What was once a series of stops and starts could now be a single, fluid, snaking motion.
How Micromice imagined and moved through the maze had changed completely.
Available technology was getting upgrades over the years as well.
Tall and unwieldy arms that were used to find walls were replaced by a smaller array of infrared sensors on board the mouse.
Precise stepper motors were traded in for continuous DC motors and encoders.
Gyroscopes added an extra sense of orientation.
But even with all the mechanical upgrades,
the biggest physical issue for Micromice went unaddressed for decades.
One thing you'll see almost every competitor holding is a roll of tape.
Once you know to look for it, you'll see it everywhere.
This tape isn't for repairs or reattaching fallen parts.
It's to gather specs of dust off the wheels in between rounds.
At the speed and precision these robots are operating,
that tiny change in friction is enough to ruin a run.
If you wanna turn while driving fast,
you need centripetal force to accelerate you into the turn.
And the faster you're moving, the more force you need to keep you on the track.
The only centripetal force for a car turning on flat ground is friction,
which is determined by two things,
the road pushing up the weight of the car, or the normal force,
multiplied by the static coefficient of friction,
which is the friction of the interface between the tire and road surface.
This is why racetracks have banked turns.
The steep angles help cars turn with less friction,
because part of the normal force itself now points in to contribute to the centripetal force required.
If the banked turn is steep enough, cars can actually make the turn without any friction at all.
The inward component of the normal force alone is enough to provide the centripetal force required to stay on track.
Micromice are no different, and they don't have banked turns to help.
As they got faster and faster, by the early 2000s,
their limiting factor was no longer speed, but control of that speed.
They had to set their center of gravity low,
and slow down during turns to avoid slipping into a wall or flipping over.
But unlike race cars, there wasn't anything in the rules to stop Micromouse competitors from solving this problem
by engineering an entirely new mechanism.
Micromouse's second Fosbury flop was almost considered a gimmick
when the mouse Mokomo08 first used it in competition.
You might be staring at the video to try to see it, but you won't.
Instead, it's something you'll hear.
That isn't the mouse revving its engines. It's spinning up a propeller.
And while flying over the walls is against the rules,
there's nothing in the rules against a mouse vacuuming itself to the ground to prevent slipping.
At the scale of Micromouse, a vacuum fan, often just built from handheld drone parts,
is enough to generate a downward force five times the mouse's weight.

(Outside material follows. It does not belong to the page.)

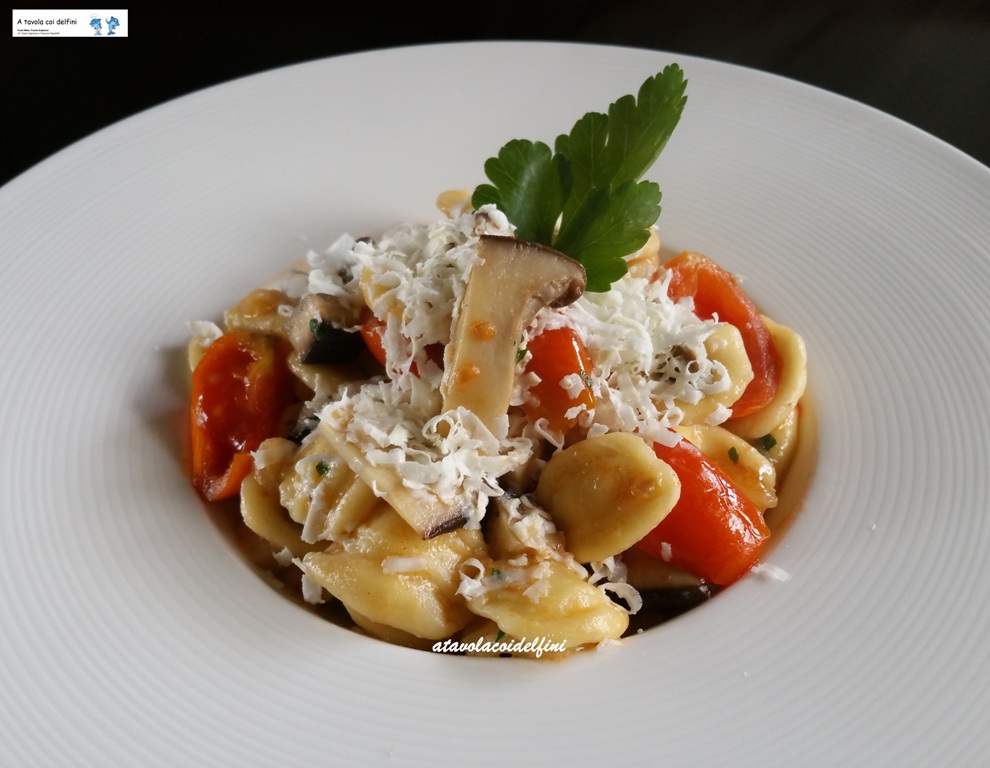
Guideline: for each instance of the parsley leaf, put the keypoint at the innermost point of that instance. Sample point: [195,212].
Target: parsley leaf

With that much friction, Micromice today can turn corners with a centripetal acceleration approaching six Gs.
That's the same as F1 cars.
Once nearly everyone equipped fans, the added control allowed builders to push the speed limit on Micromice.

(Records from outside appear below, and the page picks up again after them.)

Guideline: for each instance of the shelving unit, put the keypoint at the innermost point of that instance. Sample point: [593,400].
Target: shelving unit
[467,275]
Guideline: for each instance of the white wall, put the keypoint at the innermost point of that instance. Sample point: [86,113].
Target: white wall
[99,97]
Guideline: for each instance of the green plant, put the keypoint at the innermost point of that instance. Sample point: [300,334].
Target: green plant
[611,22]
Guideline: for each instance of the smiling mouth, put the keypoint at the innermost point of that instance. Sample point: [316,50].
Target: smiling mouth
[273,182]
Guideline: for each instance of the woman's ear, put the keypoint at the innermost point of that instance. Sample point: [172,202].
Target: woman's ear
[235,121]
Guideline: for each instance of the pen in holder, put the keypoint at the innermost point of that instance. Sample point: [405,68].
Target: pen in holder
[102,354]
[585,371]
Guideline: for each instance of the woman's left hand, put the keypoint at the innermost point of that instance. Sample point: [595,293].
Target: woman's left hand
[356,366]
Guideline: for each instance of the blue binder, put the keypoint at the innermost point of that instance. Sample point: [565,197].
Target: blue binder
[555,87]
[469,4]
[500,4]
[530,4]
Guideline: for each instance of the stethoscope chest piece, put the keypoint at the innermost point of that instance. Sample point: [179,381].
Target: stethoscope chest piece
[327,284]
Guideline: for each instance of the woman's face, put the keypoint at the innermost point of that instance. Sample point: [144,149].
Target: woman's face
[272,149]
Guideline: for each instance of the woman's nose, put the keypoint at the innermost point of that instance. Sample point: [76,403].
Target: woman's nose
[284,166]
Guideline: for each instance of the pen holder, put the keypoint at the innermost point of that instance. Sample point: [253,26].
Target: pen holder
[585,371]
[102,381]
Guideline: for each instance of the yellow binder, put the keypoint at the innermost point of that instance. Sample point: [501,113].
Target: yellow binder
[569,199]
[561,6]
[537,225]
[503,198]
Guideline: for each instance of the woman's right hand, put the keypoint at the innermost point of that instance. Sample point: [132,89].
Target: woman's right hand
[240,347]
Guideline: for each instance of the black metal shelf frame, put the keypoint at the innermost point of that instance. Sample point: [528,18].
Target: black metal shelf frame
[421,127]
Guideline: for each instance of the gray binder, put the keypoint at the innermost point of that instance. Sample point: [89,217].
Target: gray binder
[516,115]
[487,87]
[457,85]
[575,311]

When it's allowed to, it will out-accelerate a Tesla Roadster,
but not for very far.
And they can zip along at up to seven meters per second,
faster than most people can run.
Every one of the features now standard on the modern Micromouse was once an experiment,
and the next Fosbury flop might not be far off.
The first four wheeled Micromouse to win the All Japan competition did so in 1988,
but it would take another 22 years of the winning mouse growing and losing appendages
before four-wheeled mice became the norm.
With Micromice still experimenting in six- and eight wheel designs,
omnidirectional movement, and even computer vision,
who knows what the next paradigm shift will be?
But if you wanna get started with Micromouse,
you don't need to worry about wheel count or vacuum fans, or even diagonals.
At its core, Micromouse is just about a mouse trying to solve a maze.
Though, nearly 50 years later, it's a simple problem that's a good reminder,
there is no such thing as a simple problem.